OECD Study: Poor Israelis Eat a Less Healthy Diet

Mahane Yehuda market Photo by Miriam Alster/Flash90
A stand at the Machaneh Yehudah market. (Miriam Alster/Flash90)

Poor families in Israeli eat – poorly. That’s the conclusion of a new OECD study that evaluates the diets of different socioeconomic levels in Israel. According to the study, some 60 percent of Israeli families do not have healthy diets. The lower a family’s income, the less likely they are to eat a healthy diet – with the problem endemic in the lower three-fifths of the income scale.

The study, authored by the Taub Policy Research Center, said that a “healthy shopping basket” consisting of a balance of fruits, vegetables, proteins and acceptable carbohydrates costs NIS 844 per adult per month, and NIS 737 per child.

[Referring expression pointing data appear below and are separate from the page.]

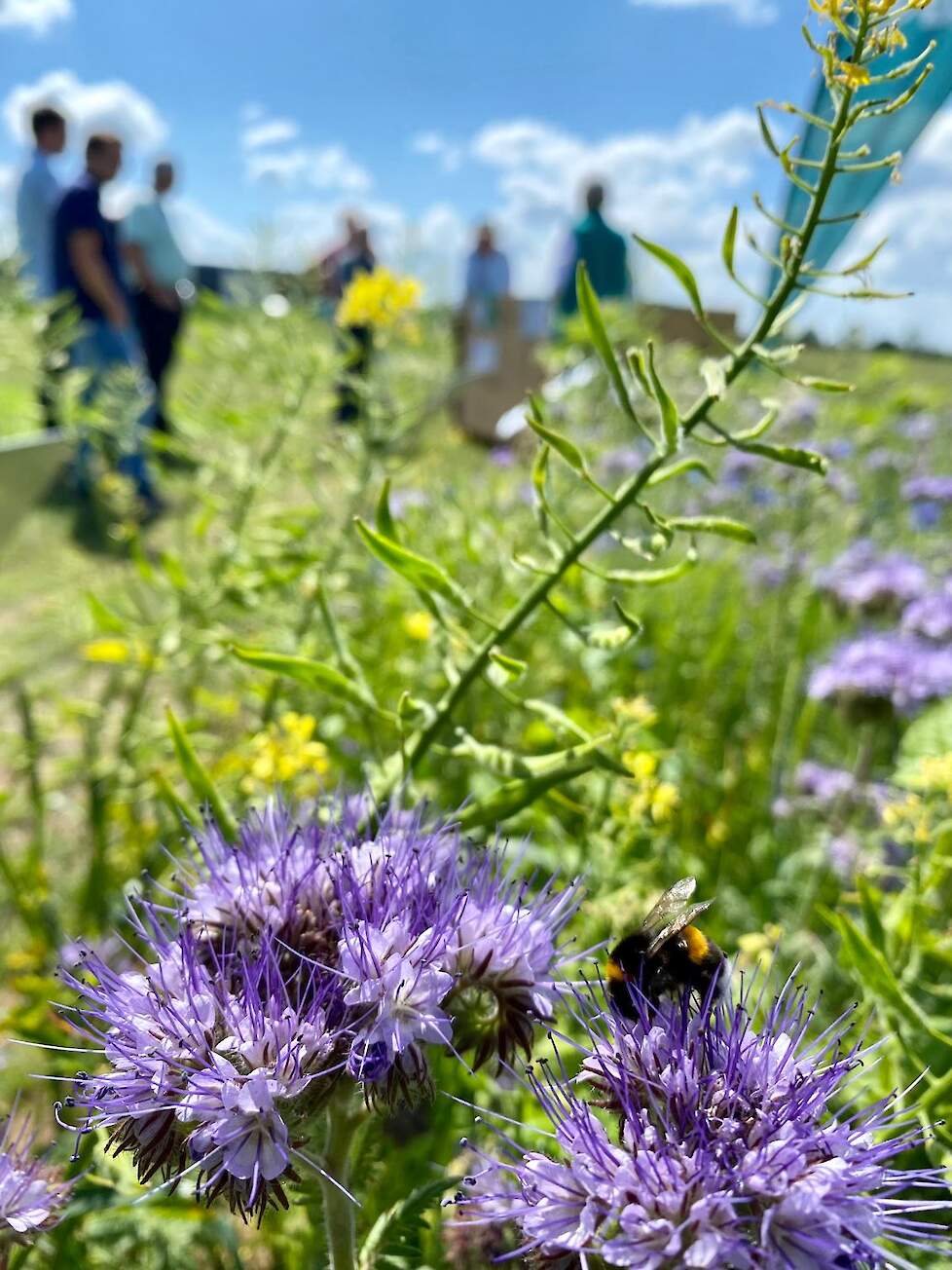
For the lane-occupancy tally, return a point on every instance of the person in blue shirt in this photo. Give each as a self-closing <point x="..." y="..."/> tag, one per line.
<point x="358" y="258"/>
<point x="487" y="270"/>
<point x="37" y="199"/>
<point x="604" y="251"/>
<point x="87" y="270"/>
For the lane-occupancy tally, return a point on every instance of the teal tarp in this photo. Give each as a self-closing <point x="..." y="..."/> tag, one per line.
<point x="884" y="136"/>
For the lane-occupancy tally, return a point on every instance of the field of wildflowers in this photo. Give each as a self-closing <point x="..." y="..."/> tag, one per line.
<point x="324" y="799"/>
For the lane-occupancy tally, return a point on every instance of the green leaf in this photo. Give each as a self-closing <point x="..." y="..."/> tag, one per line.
<point x="729" y="242"/>
<point x="591" y="312"/>
<point x="760" y="427"/>
<point x="384" y="521"/>
<point x="517" y="795"/>
<point x="416" y="569"/>
<point x="684" y="465"/>
<point x="671" y="419"/>
<point x="876" y="976"/>
<point x="679" y="270"/>
<point x="788" y="455"/>
<point x="652" y="577"/>
<point x="103" y="617"/>
<point x="312" y="675"/>
<point x="393" y="1242"/>
<point x="720" y="525"/>
<point x="554" y="439"/>
<point x="199" y="777"/>
<point x="512" y="665"/>
<point x="713" y="372"/>
<point x="811" y="381"/>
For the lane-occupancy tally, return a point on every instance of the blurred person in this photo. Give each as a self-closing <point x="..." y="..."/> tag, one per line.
<point x="329" y="267"/>
<point x="87" y="270"/>
<point x="604" y="251"/>
<point x="159" y="272"/>
<point x="358" y="258"/>
<point x="487" y="268"/>
<point x="37" y="199"/>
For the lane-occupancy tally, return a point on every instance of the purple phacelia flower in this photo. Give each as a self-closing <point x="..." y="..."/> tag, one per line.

For a family of four, that amounts to NIS 3,295 per month – a rather difficult feat to pull off for families in the bottom fifth of earners, where household incomes average NIS 3,807 per month. As a result, such families spend far less on food – NIS 1,462 per month on average, the study says – naturally buying the cheapest products on the market, which are generally laden with empty calories, a surfeit of carbohydrates, and a lack of fresh fruits.

Aggravating the situation is that in poorer families, the average number of souls is 4.37. In the bottom three-fifths of income earners, families would have to spend 44 percent of their income on healthy food. Among the top 20 percent of earners, meanwhile, incomes are far higher – and family size smaller. In those families, the average number of members is 2.36, so to eat a healthy diet, such families need to spend NIS 2,039, about 20 percent of their monthly income.

According to the study, one reason for this has been a sharp increase in the cost of food in Israel in recent years, especially between 2005 and 2011. At the beginning of that period, for example, dairy products – once considered an inexpensive source of protein affordable to all – were on average 6 percent more expensive in Israel than in other OECD countries, but by 2011, dairy prices were on average 51 percent higher in Israel than the rest of the OECD. Similar increases are cited in the cost of bread, grains and other items.